Выбрать главу

Но, услыхав, что ее дом изношенный, Фрянчиха назвала это брехней и грабиловкой, заявила, что никакого износа, хотя бы ее резали на куски и тянули жилы, писать не допустит. Даже молчаливый Фрянсков, укоризненно поглядев на Римму, сказал, что так советские инженеры не поступают. Римма растерялась. Объяснять принцип выплаты — ее предупреждали — нельзя, чтобы домовладельцы не пытались подтасовывать: опись должна вестись свято объективно. Согласиться же, что дом новый и лишить хозяев дополнительных средств для устройства там, куда они поедут, Римма не могла тоже. У нее болела душа за этих взрослых, знающих меньше ее людей.

— Право же, — убеждала она, — ну поверьте, что дом старый.

Фрянсковы глядели на нее, как на жуличку, сказали, что будут жаловаться.
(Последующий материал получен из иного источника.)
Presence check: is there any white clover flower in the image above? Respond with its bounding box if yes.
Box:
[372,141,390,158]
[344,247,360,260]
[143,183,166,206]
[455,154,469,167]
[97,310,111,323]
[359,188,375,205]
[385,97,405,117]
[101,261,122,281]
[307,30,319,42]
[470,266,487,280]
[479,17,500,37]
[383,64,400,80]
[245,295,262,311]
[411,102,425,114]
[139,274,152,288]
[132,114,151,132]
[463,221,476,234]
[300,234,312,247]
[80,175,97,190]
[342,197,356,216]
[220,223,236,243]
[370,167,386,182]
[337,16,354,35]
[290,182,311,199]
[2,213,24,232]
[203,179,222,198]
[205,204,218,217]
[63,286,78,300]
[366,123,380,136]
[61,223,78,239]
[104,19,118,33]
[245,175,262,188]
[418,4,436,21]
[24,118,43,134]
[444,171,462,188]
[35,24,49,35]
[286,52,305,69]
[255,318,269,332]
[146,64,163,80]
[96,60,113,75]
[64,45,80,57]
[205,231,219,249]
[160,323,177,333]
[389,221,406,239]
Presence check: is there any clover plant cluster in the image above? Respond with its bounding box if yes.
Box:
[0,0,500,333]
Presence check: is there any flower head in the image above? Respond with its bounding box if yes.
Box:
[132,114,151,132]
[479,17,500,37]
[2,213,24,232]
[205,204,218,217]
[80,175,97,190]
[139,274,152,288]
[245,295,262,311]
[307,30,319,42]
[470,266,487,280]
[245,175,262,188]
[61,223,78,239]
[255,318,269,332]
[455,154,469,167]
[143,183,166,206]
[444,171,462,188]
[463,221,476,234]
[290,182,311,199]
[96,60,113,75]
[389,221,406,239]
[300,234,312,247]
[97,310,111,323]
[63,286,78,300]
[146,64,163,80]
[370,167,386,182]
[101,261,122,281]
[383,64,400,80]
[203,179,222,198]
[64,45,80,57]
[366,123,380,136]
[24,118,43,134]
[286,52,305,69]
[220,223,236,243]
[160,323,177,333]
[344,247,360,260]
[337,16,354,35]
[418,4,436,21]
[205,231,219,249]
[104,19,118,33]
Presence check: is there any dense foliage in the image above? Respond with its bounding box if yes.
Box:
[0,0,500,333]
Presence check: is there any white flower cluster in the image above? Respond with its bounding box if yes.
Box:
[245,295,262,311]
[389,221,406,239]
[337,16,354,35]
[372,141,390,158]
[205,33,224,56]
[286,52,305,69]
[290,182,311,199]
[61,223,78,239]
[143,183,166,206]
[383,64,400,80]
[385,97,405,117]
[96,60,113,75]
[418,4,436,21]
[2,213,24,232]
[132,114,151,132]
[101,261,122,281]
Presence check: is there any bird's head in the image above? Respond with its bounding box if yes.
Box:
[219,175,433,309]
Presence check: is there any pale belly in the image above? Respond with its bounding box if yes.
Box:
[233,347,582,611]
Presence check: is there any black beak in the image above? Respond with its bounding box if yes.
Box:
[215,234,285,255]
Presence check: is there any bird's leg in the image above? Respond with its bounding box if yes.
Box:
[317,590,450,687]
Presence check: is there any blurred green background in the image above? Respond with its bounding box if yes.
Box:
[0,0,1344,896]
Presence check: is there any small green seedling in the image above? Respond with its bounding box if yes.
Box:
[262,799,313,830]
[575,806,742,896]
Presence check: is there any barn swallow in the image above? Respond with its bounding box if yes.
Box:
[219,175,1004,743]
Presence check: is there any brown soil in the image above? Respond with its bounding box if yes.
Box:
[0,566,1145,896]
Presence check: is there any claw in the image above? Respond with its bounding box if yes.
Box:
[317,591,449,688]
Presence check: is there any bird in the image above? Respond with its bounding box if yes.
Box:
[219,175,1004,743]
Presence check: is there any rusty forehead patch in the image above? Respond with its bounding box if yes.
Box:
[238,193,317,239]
Пошли описывать дворовые постройки. Крутобокие гуси с примятым в сарае сыто-пожелтелым пером топтались у погреба. Привычно ожидая от хозяйки корма, они потянулись к Фрянчихе, но та со злостью замахнулась, и стадо зашлепало лапами по льду, удивленно гогоча, а могучий гусак с породистым костяным наростом на оранжевом клюве подался навстречу, змеей стеля шею. Римма, опасливо косясь на гусей, обмеряла сарайчик, свиной катух и жесткими, непослушными на морозе пальцами выцарапывала на бумаге абрис усадьбы. В техникуме она изучала стальные конструкции, железобетон, шлакоблоки, а здесь видела и записывала просто-таки чудно́е и, как ей казалось, дореволюционное: «сарай плетневый», «крыша чаканная», «штакетник жердевый». Она остановилась у летней глиняной кухни, похожей на игрушечный домик — чистенький, белый, с голубым обводом вокруг оконца. Чтобы записать качество вмазанного в глину леса, нужно было посмотреть. Ее инструктировали, что в таких случаях следует отколоть два-три сантиметра штукатурки, Римма попросила:

— Надбейте здесь чуть-чуть.

Фрянчиха взяла прислоненный к двери лом, тронула им стену. Потом ударила сильней. Глина не поддавалась, лишь по гладкой, молочно выбеленной стене от скользнувшего лома прошла кривая царапина, и побагровевшая вдруг Фрянчиха с размаху шарахнула раз, другой, начисто обвалила угол.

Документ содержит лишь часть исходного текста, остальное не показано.